Job Description:
A Sous Chef is the culinary chef located just below the executive or head chef in a kitchen chain of command. Therefore, the Sous Chef has a vital role in any commercial kitchen. As second-in command, he/she has a large amount of responsibility in the kitchen.
Job Responsibilities:
- Work with the executive chef to produce diversified menus in accordance with the restaurant’s policy and vision.
- Come up with new dishes which appeal to the clients whenever required.
- Establish the working schedule and organize the work in the kitchen so that everything works like “well-oiled
- machinery.”
- Produce high-quality dishes that follow up the established menu and level up to the location’s standards as well as to client's requirements.
- Plan the food design in order to create a perfect match between the dish’s aspect and its taste.

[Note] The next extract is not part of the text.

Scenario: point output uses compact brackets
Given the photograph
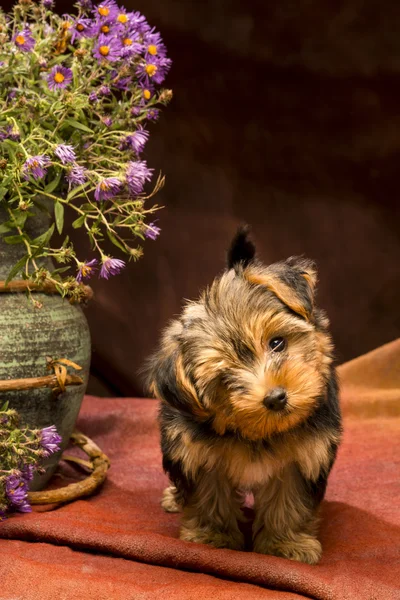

- Discover talented chefs and train the min order to reach the high standards of the location.
- Train the auxiliary kitchen staff in order to provide the best results in minimum time and using the maximum available resources.
- Maintain order and discipline in the kitchen during working hours.
- Create tasting menus for clients interested in contracting the food for different events (weddings, banquets, corporate dinners, birthday parties etc.) from their kitchen.
- Developing a cross-marketing strategy in order to increase profit such as pairing drinks with the food served.
Minimum Qualifications:
- Proven experience as Sous Chef
- Understanding of various cooking methods, ingredients, equipment and procedures.